How is the Sri Lankan SF & Fantasy scene and are there any authors you recommend we should be reading?
I wrote up a very brief history of Sri Lankan speculative fiction (as far as I’m aware of it) last year, in which I name some of the Sri Lankan writers who’ve published English-language sff work in the last twenty years or so. Many of these writers haven’t yet published anywhere as much as I’d like! We have just as much talent on the island as off it, but it’s a poorer country than most and opportunities are limited locally. I hope more Sri Lankan writers choose seek publication elsewhere in the world, including more translations of Sinhala and Tamil fiction into English for global readers.
Specifically for new books out in 2024: Yudhanjaya Wijeratne is a Nebula-nominated writer and his new novel Pilgrim Machines comes out later this year. International Thriller Writers Award winner Amanda Jayatissa’s Island Witch just came out a few months ago. Definitely do check both of them out, and their other books. There are also many Sri Lankan writers writing excellent literary fiction in English. Shehan Karunatilaka and Anuk Arudpragasam both had Booker nominations in the ’20s, and Shehan actually won—with a story about a ghost detective solving his own murder, so the genre inflection felt very strong to me. V.V. Ganeshananthan won the Carol Shields Prize and the Women’s Prize for Brotherless Night in the last few months, and Shankari Chandran won the Miles Franklin Award last year. It feels like a moment in which Sri Lankan writers in English across the genre spectrum are doing better now than ever, and I hope that keeps expanding.
What else can we look forward to from you in the future and in this weird world of social media where can we find you for more details?
I edited Afterlives: The Year’s Best Death Fiction 2023 for Psychopomp, which just came out in July. And I’ll have a new story—my first novelette, in fact—out in October. It’s called “The Limner Wrings His Hands” and it will be in the anthology Deep Dream from MIT Press, edited by Indrapramit Das. You can preorder it at that link.
I’m currently working on my third novel, though I don’t expect to have news to announce about it until next year at the earliest.
The best place to reliably find me is my website, vajra.me. I keep information about my books and other publications up to date and have a blog-slash-newsletter for detailed updates as well as occasional essays. I’m on a bunch of social media platforms too, for as long as they remain usable: Twitter, Bluesky and Instagram are where I’m most active these days.
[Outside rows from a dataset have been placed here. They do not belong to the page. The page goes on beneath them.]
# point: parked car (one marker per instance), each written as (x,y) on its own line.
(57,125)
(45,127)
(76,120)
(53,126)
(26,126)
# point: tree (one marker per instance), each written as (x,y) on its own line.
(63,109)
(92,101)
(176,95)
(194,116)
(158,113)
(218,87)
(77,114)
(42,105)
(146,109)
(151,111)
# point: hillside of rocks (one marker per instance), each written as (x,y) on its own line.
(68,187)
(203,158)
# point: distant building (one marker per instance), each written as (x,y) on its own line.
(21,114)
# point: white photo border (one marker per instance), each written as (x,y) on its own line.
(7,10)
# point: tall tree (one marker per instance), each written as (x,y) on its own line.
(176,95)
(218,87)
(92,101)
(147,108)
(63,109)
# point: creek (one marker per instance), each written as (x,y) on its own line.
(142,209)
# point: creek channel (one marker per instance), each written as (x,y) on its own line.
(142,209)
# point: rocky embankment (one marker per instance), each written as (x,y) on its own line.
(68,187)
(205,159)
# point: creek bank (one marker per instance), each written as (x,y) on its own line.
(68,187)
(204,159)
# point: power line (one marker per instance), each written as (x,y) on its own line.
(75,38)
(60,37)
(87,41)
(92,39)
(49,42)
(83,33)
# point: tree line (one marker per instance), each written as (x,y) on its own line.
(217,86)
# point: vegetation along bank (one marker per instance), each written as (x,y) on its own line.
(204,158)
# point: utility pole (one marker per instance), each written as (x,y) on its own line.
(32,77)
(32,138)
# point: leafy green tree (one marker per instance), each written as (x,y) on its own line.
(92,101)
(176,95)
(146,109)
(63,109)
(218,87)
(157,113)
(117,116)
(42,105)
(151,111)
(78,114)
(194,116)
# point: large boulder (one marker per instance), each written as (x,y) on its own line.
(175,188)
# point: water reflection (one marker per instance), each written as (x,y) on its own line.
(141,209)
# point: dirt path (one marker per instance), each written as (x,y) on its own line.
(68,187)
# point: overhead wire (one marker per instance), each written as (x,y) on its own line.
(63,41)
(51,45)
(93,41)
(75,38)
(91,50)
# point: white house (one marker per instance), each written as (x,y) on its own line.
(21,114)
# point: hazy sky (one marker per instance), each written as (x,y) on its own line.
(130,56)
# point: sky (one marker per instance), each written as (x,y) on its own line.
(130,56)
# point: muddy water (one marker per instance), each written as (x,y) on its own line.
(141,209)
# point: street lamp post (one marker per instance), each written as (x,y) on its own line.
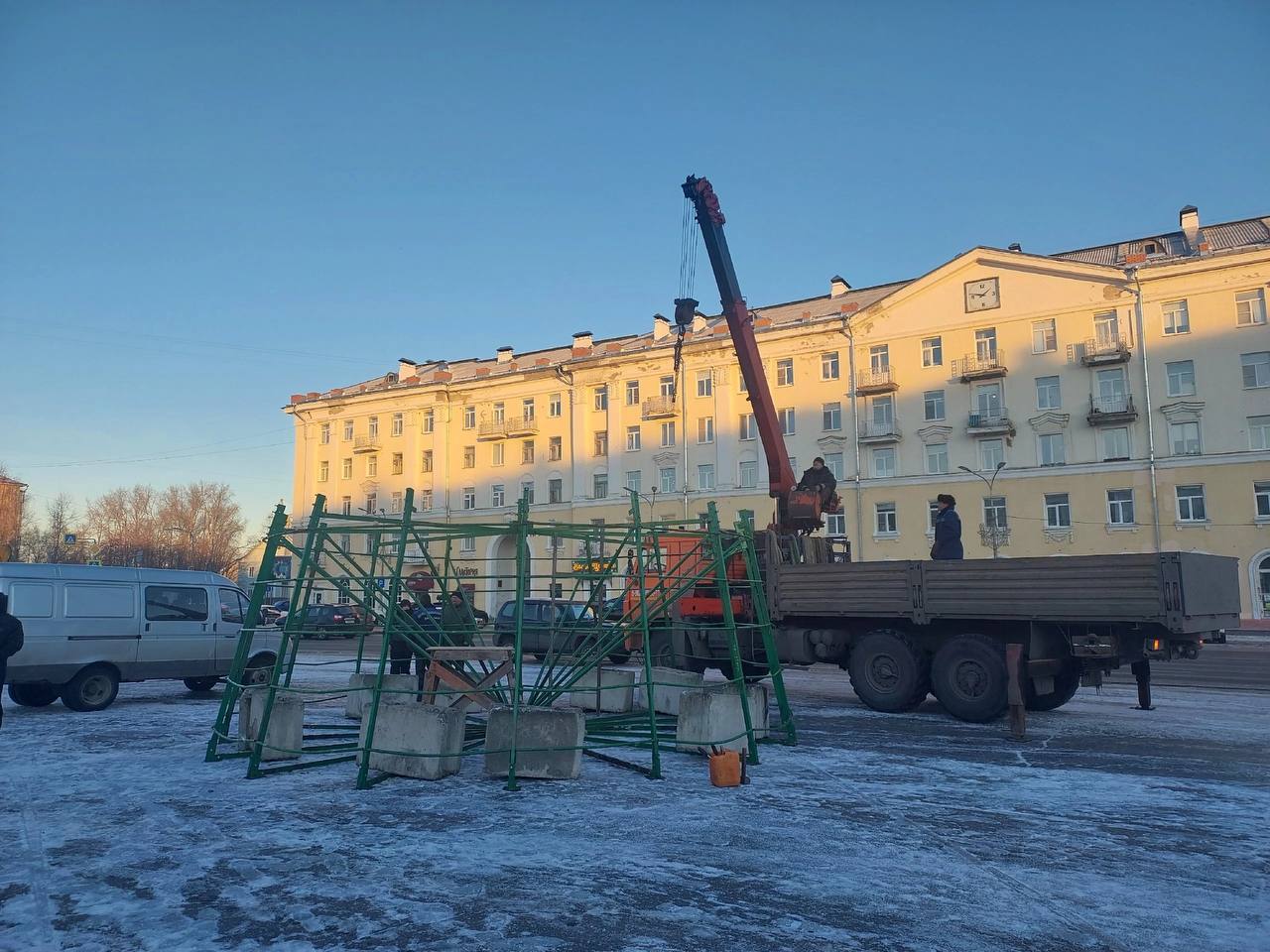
(993,535)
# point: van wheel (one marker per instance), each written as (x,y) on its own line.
(33,694)
(91,689)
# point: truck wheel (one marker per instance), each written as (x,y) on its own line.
(91,689)
(889,671)
(969,678)
(33,694)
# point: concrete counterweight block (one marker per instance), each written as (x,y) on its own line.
(668,685)
(714,717)
(616,690)
(559,733)
(286,722)
(430,740)
(361,690)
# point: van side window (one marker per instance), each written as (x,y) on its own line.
(176,603)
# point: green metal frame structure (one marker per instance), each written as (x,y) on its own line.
(363,563)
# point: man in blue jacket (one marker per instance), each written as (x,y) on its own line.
(948,530)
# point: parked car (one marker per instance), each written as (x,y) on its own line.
(89,629)
(553,627)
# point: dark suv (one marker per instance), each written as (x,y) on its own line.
(553,627)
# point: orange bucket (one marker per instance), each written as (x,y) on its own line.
(725,769)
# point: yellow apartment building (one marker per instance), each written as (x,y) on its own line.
(1109,399)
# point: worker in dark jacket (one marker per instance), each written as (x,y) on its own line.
(10,642)
(948,530)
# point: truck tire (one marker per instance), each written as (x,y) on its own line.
(35,694)
(969,678)
(889,671)
(91,689)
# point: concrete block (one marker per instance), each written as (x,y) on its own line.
(434,735)
(668,685)
(558,733)
(286,722)
(361,687)
(712,717)
(616,689)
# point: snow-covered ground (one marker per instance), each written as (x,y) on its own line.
(1109,829)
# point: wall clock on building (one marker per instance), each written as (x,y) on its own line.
(982,295)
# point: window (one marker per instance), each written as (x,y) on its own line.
(884,520)
(1176,320)
(1256,370)
(992,453)
(933,404)
(884,462)
(1182,377)
(1184,438)
(705,429)
(937,457)
(1115,443)
(1051,449)
(785,372)
(1044,336)
(1250,307)
(1058,511)
(1048,394)
(994,512)
(1191,504)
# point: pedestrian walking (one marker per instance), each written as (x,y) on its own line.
(948,530)
(10,643)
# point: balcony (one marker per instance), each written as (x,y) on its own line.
(1105,411)
(879,431)
(875,382)
(980,367)
(659,408)
(989,422)
(1105,350)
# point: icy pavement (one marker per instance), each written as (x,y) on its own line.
(1109,829)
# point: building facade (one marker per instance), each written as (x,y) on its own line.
(1111,399)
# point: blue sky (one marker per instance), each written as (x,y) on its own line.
(208,206)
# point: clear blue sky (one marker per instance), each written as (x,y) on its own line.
(208,206)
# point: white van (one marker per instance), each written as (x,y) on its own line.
(87,629)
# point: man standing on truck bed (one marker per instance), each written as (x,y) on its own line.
(948,530)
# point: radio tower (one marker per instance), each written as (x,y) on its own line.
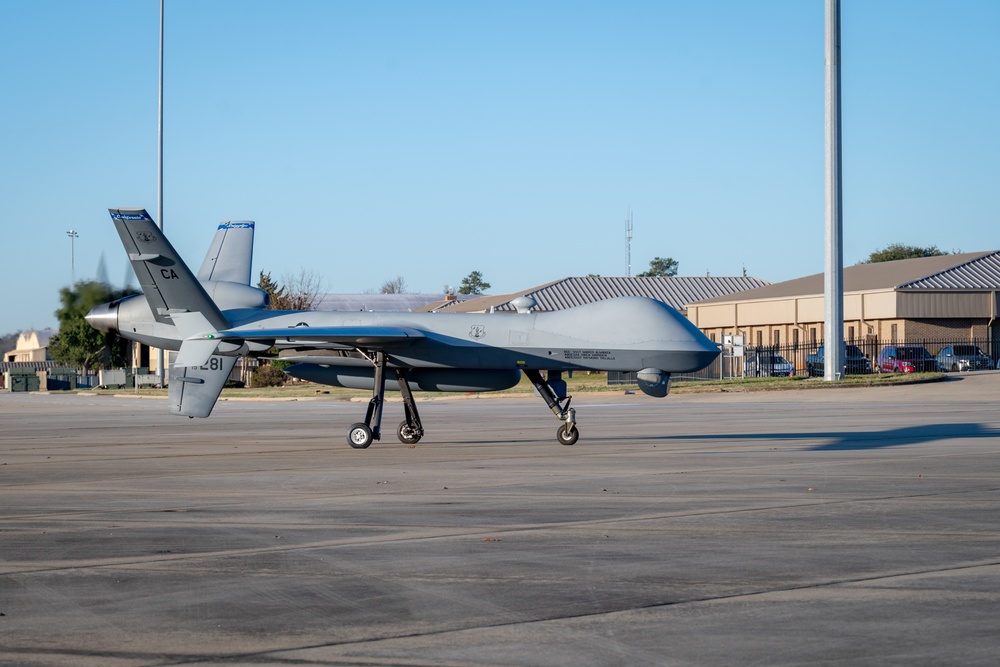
(628,241)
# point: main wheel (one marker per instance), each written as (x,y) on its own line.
(360,436)
(407,434)
(567,436)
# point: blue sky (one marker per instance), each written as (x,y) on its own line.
(430,139)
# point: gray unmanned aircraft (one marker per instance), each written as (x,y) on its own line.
(214,317)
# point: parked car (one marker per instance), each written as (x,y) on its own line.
(963,358)
(763,364)
(855,362)
(905,359)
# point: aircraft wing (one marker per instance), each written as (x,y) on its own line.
(374,337)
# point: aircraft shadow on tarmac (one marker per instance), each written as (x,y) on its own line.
(862,440)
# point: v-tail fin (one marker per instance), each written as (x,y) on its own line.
(167,282)
(230,256)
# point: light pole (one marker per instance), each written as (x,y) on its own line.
(72,255)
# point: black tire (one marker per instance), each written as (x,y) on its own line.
(406,434)
(360,436)
(567,437)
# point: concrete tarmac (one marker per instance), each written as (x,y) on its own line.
(833,526)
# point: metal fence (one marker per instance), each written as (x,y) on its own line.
(754,360)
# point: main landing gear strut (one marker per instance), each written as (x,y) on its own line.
(553,393)
(410,429)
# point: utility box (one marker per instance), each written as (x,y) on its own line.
(61,379)
(23,379)
(118,378)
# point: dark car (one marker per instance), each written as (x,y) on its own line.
(767,365)
(905,359)
(963,358)
(855,362)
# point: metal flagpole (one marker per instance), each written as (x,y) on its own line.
(160,379)
(833,325)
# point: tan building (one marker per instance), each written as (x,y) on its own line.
(949,297)
(31,346)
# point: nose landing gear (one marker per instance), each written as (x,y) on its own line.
(553,392)
(362,434)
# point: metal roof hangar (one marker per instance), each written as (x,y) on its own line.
(948,296)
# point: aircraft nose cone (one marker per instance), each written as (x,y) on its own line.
(103,317)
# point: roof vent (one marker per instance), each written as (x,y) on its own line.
(524,304)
And I have a Patreon, where I sometimes post behind-the-scenes updates, thoughts on process, and draft essays, as well as recover previously published short stories that are no longer accessible anywhere else.
If there was one book, not your own, you wish you could get everyone to read what would it be and why?
This year, I’d say Premee Mohamed’s The Siege of Burning Grass, a stunning novel that has a great deal to say about war, pacificism, and the struggle to hold to your ideals in the face of the tremendous pressure that a war-obsessed society can place upon you. Essential reading in 2024.